GSD has an extensive campus of almost 500 acre in the small community of Cave Spring. The relationship between Cave Spring and GSD is one-of-a-kind because many residents and business owners are able to communicate with American Sign Language. GSD is currently based on the Perry Farm, on the outskirts of Cave Spring, but was originally located in Downtown Cave Spring in what is now the Cave Spring City Hall.

== Residential students ==
GSD includes dormitory facilities.

Students are transported to their homes every weekend.

== Athletics ==
Georgia School for the Deaf has a varsity basketball team for girls and boys and a girls volleyball team. It the past the school has had football, soccer, and track and field programs, but these are not offered as of 2024.

The female and male varsity basketball teams at GSD compete in the Mason-Dixon Tournament yearly. In 2008 the GSD Lady Tigers won the Mason-Dixon Tournament; it was their first win since 1980.
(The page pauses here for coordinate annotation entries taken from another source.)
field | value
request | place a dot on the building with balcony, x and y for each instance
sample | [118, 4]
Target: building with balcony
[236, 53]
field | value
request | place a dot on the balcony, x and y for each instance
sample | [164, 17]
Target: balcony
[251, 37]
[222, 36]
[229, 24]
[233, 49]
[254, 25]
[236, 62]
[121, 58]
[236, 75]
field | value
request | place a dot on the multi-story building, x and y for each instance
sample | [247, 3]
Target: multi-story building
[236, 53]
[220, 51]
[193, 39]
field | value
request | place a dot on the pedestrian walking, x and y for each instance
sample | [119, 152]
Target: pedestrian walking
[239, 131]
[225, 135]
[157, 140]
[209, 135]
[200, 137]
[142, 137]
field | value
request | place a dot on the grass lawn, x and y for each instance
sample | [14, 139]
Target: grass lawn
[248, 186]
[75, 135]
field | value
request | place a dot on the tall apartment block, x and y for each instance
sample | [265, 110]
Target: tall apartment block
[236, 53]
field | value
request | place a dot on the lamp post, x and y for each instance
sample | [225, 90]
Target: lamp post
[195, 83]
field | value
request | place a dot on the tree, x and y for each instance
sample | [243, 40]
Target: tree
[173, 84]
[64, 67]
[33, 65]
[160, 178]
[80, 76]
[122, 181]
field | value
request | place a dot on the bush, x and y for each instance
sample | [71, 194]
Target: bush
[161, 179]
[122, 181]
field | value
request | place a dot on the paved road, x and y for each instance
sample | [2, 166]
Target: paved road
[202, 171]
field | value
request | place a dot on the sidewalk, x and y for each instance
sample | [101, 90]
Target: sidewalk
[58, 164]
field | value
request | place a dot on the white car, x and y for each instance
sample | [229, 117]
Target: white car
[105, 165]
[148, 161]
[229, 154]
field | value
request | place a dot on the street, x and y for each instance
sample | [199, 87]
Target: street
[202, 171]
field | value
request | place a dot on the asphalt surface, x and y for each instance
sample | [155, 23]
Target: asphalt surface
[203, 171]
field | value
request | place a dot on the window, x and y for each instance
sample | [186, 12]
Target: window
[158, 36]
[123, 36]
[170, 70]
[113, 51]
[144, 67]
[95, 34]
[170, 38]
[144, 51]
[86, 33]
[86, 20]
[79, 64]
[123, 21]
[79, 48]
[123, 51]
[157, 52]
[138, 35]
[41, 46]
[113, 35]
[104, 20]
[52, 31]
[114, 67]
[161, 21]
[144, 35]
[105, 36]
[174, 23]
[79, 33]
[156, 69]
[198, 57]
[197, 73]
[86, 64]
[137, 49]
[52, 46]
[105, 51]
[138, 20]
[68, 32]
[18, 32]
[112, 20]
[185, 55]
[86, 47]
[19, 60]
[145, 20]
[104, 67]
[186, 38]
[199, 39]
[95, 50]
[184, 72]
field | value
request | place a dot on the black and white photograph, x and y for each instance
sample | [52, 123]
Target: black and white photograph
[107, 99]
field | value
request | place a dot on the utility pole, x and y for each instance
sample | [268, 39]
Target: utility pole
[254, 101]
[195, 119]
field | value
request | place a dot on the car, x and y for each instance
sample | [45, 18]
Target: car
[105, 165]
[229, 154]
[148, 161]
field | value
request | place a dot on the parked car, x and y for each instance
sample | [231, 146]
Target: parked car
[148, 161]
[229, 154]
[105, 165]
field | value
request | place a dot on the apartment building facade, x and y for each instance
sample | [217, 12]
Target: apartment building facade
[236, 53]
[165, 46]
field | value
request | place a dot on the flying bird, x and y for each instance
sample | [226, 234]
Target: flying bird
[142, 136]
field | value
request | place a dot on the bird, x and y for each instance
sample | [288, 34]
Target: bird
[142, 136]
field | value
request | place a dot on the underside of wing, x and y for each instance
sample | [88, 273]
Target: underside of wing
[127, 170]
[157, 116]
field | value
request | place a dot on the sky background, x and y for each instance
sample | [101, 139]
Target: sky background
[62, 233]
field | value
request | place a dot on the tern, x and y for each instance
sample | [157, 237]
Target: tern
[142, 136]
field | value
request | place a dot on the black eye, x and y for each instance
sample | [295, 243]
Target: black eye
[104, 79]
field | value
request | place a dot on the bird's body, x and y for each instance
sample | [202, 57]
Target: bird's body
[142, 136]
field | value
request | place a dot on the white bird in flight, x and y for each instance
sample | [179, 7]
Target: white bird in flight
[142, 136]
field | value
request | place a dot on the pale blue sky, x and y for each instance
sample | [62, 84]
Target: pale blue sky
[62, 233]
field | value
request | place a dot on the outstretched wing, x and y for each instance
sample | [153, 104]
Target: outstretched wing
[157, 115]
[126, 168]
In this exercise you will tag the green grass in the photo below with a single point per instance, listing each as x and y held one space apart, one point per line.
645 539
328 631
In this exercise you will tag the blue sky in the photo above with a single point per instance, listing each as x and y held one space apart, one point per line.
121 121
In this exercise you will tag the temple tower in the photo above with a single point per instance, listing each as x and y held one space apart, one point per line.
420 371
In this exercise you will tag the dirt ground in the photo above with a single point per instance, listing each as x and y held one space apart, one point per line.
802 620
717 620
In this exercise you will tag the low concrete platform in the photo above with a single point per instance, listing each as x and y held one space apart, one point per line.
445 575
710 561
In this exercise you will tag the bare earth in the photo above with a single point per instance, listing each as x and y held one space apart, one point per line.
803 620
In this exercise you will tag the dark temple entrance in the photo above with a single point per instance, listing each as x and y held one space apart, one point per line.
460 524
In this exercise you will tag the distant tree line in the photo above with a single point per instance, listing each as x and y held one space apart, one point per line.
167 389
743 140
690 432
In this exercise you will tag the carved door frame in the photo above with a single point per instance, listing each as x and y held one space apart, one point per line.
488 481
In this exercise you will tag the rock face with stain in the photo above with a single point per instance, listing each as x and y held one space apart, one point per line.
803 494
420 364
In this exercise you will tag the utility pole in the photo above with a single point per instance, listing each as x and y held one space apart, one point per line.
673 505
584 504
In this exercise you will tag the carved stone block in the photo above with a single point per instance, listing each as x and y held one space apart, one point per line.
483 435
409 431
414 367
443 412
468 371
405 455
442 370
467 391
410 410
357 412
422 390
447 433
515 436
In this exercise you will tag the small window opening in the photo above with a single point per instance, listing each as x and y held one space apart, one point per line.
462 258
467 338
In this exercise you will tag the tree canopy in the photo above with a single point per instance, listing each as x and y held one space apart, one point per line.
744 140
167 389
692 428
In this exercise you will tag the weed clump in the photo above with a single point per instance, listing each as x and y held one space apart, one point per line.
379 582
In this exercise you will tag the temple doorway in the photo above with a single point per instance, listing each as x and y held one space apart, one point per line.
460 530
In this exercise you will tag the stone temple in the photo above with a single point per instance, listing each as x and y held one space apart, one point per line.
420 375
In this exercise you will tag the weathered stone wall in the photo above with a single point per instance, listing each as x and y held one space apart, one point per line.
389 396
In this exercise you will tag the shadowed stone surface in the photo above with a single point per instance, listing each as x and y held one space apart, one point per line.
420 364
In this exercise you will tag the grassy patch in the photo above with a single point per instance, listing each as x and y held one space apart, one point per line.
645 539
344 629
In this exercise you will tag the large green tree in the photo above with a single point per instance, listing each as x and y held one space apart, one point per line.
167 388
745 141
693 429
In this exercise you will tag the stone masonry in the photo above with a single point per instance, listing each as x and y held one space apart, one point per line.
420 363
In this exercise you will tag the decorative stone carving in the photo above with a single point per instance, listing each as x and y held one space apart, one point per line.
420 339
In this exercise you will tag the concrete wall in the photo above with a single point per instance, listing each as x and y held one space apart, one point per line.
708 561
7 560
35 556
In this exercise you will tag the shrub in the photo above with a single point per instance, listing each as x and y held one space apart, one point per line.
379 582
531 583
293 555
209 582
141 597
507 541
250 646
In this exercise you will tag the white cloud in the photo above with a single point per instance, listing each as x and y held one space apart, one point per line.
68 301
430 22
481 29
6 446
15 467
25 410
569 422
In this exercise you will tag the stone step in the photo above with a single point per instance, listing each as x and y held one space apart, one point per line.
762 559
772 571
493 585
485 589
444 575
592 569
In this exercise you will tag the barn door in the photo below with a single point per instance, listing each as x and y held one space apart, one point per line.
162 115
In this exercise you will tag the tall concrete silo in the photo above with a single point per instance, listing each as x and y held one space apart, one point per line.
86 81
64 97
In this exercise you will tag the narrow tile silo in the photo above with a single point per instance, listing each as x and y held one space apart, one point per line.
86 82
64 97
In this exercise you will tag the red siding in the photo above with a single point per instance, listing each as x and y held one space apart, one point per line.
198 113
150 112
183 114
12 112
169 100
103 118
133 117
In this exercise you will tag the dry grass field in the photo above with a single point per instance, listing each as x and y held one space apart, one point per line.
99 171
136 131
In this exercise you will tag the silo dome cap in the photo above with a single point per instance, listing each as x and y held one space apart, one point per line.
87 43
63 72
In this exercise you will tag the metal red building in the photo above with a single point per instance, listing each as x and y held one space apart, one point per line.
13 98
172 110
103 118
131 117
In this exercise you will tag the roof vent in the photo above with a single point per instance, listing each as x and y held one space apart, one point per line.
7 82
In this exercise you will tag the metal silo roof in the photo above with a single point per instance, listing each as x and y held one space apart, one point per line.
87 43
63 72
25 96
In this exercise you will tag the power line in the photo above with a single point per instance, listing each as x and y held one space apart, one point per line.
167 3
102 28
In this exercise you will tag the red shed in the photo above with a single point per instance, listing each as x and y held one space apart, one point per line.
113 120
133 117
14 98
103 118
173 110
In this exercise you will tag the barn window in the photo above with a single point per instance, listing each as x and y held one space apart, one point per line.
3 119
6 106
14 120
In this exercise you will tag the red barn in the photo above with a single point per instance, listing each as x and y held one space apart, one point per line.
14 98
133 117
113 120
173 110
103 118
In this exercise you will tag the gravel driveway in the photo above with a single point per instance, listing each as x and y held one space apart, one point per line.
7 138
The GSD football team competed against deaf and hearing schools. They used what some would call their "hearing disadvantage" to their benefit by using sign language in their huddles and mental rhythmic plays.

=== Athletes ===
Willie Brown played basketball at GSD. In his sophomore year he was 6 ft 6 in and averaged 28 points, 12 rebounds a game. He was voted the number one high school player in northwest Georgia. Brown holds the school record of 2,016 points over four years in basketball at GSD. After graduating, he pursued college basketball at Hofstra University in New York, where he played alongside hearing teammates.

== Requirements ==
To be eligible for admission at GSD, students must be between the ages of 3 and 21 and have an audio-metric hearing loss of 55 dB or greater in the better ear. To live on campus, students must be between the ages of 4 and 21. Students under the age of 4 are eligible for day school admission.

==Legacy==
The book The Segregated Georgia School for the Deaf: 1882–1975 discusses the period in which the school admitted black students but housed them in separate facilities. Its coauthors, Clemmie Whatley and Ron Knorr, are professors at Mercer University, and the former is from Cave Springs.